"There is danger from all men. The only maxim of a free government ought to be to trust no man living with
power to endanger the public liberty." - - - - John Adams

Friday, June 27, 2014

Democrats seeks constitutional convention to limit free speech

Democrats: "Let's limit free speech."
  • Leftist California loons want to limit the free speech of businesses that oppose Socialism.  
  • But the speech of unions who fund the Democrat Party with dues taken by force from their membership is "protected". 

There hasn't been a U.S. constitutional convention in 225 years, and it would take a daunting number of states, 34, to call another one.

That didn't deter Democratic legislators this week from making California the second state, after Vermont, to demand a nationwide gathering of delegates for a single purpose: to propose an amendment repealing the U.S. Supreme Court's 2010 decision that allowed unlimited corporate spending on political campaigns.
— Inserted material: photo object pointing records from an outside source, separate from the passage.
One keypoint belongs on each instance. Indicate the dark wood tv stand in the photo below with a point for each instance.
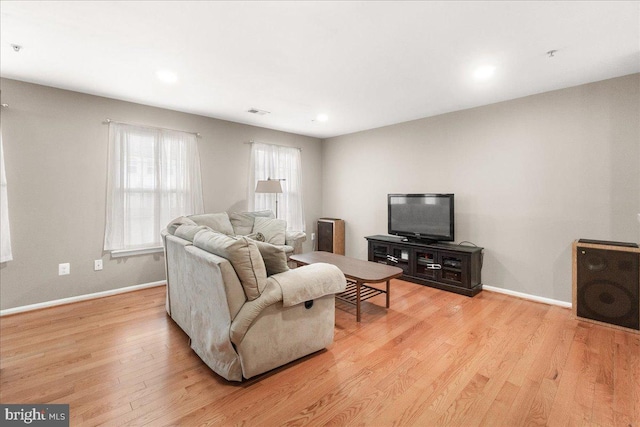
(450, 267)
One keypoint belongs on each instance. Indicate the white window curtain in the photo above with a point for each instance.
(154, 177)
(5, 235)
(285, 164)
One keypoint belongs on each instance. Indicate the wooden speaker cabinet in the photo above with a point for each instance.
(606, 284)
(331, 235)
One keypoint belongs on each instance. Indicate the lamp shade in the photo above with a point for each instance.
(269, 186)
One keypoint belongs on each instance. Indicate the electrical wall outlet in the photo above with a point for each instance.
(64, 269)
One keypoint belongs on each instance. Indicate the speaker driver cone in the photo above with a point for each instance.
(606, 299)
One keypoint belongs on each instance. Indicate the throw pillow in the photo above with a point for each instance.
(242, 222)
(181, 220)
(217, 222)
(244, 256)
(274, 257)
(188, 232)
(256, 236)
(273, 229)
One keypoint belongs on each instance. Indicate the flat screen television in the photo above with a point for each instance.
(427, 217)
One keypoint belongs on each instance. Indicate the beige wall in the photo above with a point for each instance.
(529, 175)
(55, 146)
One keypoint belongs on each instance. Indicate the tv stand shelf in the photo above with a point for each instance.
(449, 267)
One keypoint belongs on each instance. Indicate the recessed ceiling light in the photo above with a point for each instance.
(167, 76)
(258, 112)
(484, 72)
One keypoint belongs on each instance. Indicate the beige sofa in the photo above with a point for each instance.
(244, 310)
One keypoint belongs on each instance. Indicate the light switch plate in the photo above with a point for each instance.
(64, 269)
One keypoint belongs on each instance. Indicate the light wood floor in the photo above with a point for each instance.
(434, 358)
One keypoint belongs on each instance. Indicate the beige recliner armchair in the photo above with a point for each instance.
(244, 310)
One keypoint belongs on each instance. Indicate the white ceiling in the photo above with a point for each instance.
(364, 64)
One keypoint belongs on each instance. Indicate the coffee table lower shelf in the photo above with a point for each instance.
(350, 294)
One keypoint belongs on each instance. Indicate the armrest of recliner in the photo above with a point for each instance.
(309, 282)
(271, 294)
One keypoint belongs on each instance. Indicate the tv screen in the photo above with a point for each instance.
(421, 216)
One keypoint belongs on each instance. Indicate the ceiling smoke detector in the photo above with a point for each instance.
(258, 112)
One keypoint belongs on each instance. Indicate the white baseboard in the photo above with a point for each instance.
(527, 296)
(70, 300)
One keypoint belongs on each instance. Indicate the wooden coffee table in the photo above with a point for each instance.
(357, 272)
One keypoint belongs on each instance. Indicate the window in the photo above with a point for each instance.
(154, 177)
(283, 163)
(5, 235)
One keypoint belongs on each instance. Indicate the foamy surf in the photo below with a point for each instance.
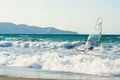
(60, 55)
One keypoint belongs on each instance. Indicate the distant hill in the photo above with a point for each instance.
(10, 28)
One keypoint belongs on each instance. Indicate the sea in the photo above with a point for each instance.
(50, 52)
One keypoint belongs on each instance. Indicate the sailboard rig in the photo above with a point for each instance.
(94, 37)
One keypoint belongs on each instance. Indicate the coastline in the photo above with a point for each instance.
(17, 73)
(2, 77)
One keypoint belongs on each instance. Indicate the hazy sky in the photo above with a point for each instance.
(74, 15)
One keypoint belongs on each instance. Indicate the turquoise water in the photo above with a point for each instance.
(36, 37)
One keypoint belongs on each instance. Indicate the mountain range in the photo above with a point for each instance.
(11, 28)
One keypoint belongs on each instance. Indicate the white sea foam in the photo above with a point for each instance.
(43, 44)
(102, 61)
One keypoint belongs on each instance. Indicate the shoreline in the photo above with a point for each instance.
(3, 77)
(16, 73)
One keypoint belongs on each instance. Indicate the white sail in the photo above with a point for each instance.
(95, 35)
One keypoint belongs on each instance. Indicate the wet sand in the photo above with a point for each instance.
(16, 78)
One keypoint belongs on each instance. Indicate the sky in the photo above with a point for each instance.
(74, 15)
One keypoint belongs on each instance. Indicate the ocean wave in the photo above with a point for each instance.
(87, 64)
(42, 44)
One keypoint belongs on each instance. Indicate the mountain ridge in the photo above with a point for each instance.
(11, 28)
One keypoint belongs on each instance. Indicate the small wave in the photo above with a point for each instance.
(86, 64)
(42, 44)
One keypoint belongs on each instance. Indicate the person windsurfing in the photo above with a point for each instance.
(94, 38)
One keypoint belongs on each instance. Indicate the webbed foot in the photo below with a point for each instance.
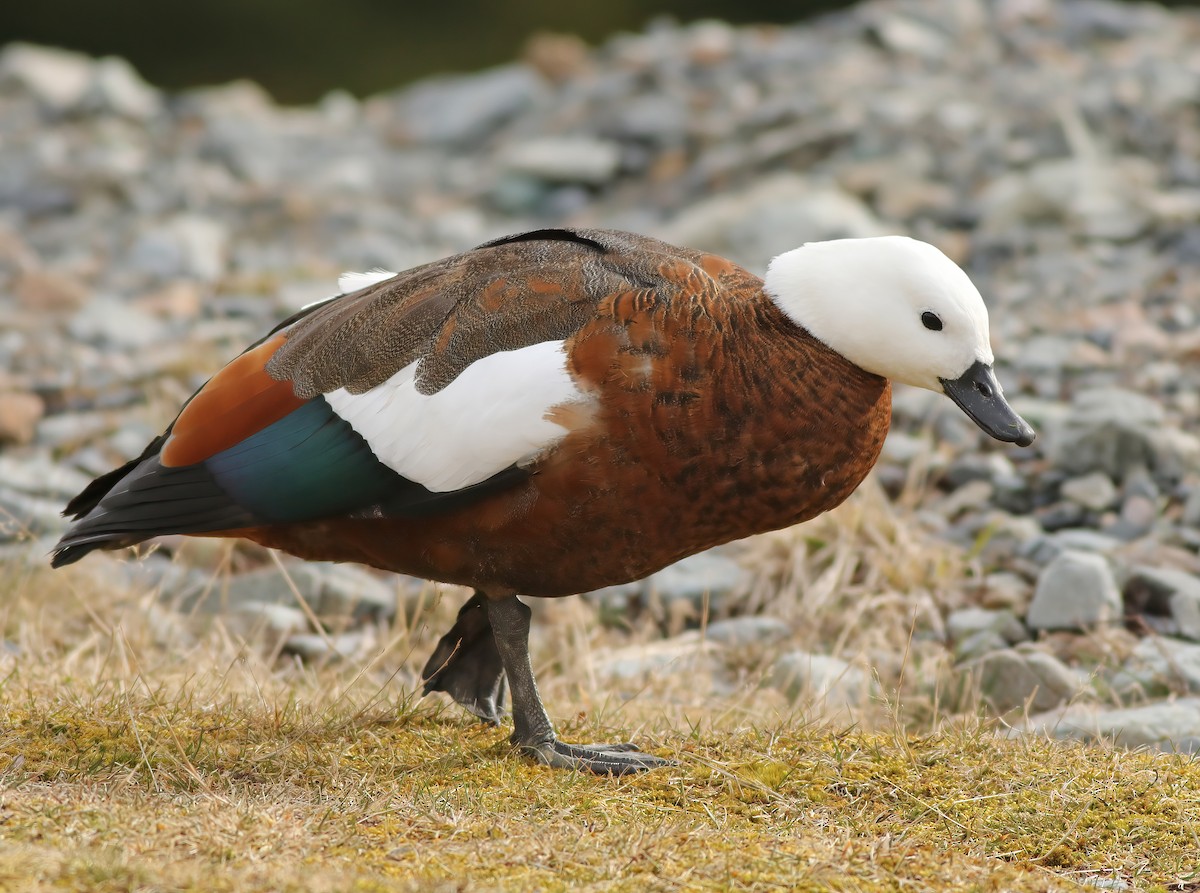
(467, 666)
(599, 759)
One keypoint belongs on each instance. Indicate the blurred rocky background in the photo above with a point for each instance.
(1053, 149)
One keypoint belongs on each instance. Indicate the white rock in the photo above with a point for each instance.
(59, 78)
(741, 631)
(565, 160)
(1015, 677)
(773, 216)
(1169, 725)
(1075, 591)
(117, 87)
(821, 678)
(1093, 491)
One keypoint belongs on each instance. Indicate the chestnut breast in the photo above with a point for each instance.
(708, 415)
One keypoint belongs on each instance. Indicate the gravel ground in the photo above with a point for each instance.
(1051, 148)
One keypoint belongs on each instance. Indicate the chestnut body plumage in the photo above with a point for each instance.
(550, 413)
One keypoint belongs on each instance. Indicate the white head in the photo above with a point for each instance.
(903, 310)
(892, 305)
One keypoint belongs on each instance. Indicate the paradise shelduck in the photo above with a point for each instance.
(551, 413)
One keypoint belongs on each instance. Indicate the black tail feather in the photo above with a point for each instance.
(143, 499)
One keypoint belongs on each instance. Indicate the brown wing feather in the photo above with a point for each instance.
(503, 295)
(238, 401)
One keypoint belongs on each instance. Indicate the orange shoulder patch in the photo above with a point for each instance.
(237, 402)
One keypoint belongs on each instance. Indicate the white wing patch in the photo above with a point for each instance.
(492, 415)
(353, 281)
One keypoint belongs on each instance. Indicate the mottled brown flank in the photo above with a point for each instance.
(717, 417)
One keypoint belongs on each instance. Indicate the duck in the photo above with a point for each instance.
(550, 413)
On a party-line vote of 23-11, with little debate, the state Senate on Monday approved AJR1, asking Congress to call a constitutional convention that would draft an amendment allowing limits on corporate campaign financing.

The amendment would declare, among other things, that money is not speech and that corporations do not have the same scope of political rights as human beings reports the San Francisco Chronicle.
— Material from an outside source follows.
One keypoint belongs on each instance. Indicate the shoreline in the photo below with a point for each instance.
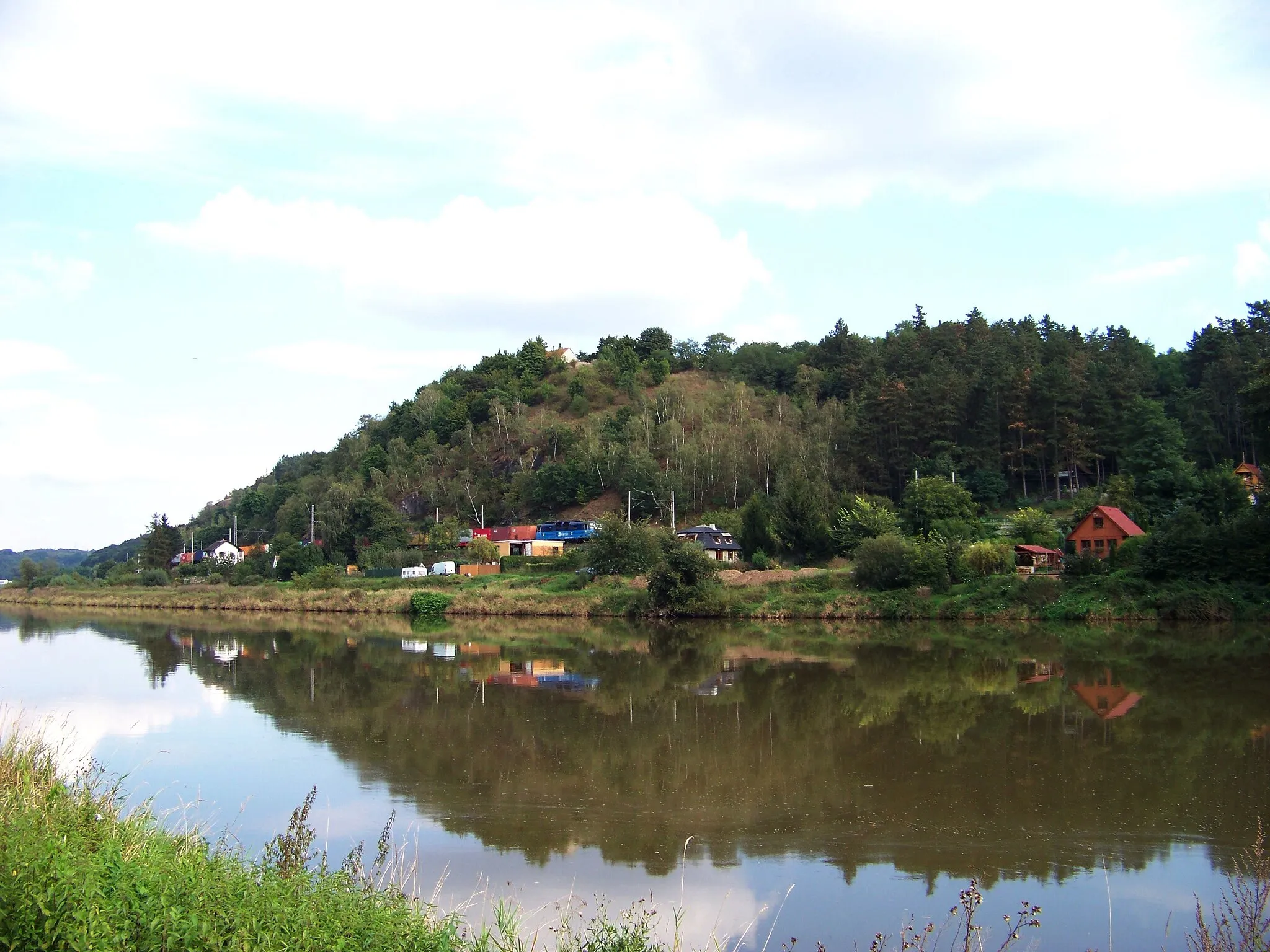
(824, 597)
"I doubt our founding fathers had the free-speech rights of multinational and foreign corporations in mind when they drafted the First Amendment," said Assemblyman Mike Gatto, D-Los Angeles, author of the resolution.

The Assembly had previously approved the measure, which now will be submitted to Congress. It does not need Gov. Jerry Brown's approval because AJR1 is a resolution rather than a proposed law.
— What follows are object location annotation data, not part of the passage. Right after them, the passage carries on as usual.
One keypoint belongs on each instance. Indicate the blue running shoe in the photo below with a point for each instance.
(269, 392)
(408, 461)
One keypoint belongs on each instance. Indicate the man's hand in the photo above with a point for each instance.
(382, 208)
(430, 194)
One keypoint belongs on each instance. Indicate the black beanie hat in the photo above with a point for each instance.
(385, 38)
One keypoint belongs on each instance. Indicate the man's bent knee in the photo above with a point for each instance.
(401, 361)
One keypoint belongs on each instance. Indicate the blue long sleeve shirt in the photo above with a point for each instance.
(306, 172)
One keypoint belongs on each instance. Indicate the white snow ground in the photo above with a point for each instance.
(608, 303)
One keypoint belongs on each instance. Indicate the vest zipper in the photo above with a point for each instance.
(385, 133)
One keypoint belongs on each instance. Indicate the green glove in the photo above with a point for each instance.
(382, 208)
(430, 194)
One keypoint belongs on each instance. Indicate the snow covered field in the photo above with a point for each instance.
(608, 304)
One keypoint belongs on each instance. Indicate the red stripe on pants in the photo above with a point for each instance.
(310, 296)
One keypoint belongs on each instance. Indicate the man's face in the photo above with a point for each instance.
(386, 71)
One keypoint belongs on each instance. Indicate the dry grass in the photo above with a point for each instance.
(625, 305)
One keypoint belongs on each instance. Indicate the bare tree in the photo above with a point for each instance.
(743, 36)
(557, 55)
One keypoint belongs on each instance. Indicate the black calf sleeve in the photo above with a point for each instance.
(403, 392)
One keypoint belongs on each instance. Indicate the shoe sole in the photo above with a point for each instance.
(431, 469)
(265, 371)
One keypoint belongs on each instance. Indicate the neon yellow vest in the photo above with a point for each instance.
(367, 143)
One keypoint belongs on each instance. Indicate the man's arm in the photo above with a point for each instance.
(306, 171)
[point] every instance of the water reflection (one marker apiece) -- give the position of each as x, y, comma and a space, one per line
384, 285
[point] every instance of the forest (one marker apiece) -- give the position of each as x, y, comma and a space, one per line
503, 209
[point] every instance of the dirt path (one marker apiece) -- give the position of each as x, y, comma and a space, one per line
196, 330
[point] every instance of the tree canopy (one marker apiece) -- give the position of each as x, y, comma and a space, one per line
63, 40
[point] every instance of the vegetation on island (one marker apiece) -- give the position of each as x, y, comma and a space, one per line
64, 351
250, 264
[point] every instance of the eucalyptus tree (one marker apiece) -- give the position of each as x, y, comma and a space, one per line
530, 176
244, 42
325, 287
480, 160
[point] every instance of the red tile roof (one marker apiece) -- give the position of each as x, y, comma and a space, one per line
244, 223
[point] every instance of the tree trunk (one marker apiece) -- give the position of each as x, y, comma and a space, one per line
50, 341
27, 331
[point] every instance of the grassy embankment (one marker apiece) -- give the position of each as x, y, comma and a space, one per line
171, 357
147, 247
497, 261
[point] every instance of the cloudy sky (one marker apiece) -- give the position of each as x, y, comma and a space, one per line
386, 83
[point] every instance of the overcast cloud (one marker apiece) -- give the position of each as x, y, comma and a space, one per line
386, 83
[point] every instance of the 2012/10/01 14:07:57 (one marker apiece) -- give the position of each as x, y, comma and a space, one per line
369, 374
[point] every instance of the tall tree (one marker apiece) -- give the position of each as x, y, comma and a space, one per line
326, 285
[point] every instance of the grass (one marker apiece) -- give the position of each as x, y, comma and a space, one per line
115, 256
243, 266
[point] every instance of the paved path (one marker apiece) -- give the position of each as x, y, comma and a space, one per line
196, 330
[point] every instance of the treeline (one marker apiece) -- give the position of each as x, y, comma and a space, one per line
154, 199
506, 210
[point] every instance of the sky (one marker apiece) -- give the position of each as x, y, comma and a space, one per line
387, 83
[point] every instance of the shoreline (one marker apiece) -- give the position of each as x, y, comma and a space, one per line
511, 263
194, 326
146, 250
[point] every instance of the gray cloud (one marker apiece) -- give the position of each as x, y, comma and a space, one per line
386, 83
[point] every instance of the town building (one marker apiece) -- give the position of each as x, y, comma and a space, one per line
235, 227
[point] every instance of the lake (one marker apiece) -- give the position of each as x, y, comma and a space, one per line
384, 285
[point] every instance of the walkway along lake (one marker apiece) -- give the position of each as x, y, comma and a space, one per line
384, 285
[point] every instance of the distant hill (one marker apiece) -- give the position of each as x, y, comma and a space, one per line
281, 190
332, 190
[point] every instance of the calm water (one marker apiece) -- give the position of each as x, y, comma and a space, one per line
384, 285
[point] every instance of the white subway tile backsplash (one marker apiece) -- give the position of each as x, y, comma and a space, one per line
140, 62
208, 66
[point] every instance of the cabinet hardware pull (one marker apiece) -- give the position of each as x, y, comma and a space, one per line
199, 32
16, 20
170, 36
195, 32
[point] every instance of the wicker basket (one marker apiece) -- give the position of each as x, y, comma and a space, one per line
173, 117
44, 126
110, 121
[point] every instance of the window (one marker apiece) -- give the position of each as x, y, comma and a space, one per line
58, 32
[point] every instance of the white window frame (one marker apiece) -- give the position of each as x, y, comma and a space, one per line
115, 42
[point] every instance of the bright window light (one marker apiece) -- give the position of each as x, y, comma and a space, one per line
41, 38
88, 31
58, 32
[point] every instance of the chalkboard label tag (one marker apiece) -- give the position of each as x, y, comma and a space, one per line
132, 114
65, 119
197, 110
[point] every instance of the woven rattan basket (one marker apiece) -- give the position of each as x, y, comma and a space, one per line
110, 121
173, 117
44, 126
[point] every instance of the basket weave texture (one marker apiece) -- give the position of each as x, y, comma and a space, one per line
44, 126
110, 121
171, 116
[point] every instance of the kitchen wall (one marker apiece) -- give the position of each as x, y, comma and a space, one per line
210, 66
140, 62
A number of state legislatures, including California's in 2012, have passed symbolic measures urging Congress to approve and submit to the states a constitutional amendment overruling Citizens United. But only California and Vermont have approved resolutions invoking a constitutional procedure that requires a convention when two-thirds of the states - 34 - formally request one.

An amendment becomes part of the Constitution when ratified by legislatures in three-fourths of the states, or 38.

Other constitutional amendments have been proposed at the state level in the past, including a still-pending proposal to require a balanced federal budget, and have never reached the threshold required for a convention. The partisan divide over campaign finance would appear to make any such amendment a long shot at best, but Gatto said it's far from hopeless.

"In every state there are people upset about money in politics," including some Republicans, he said.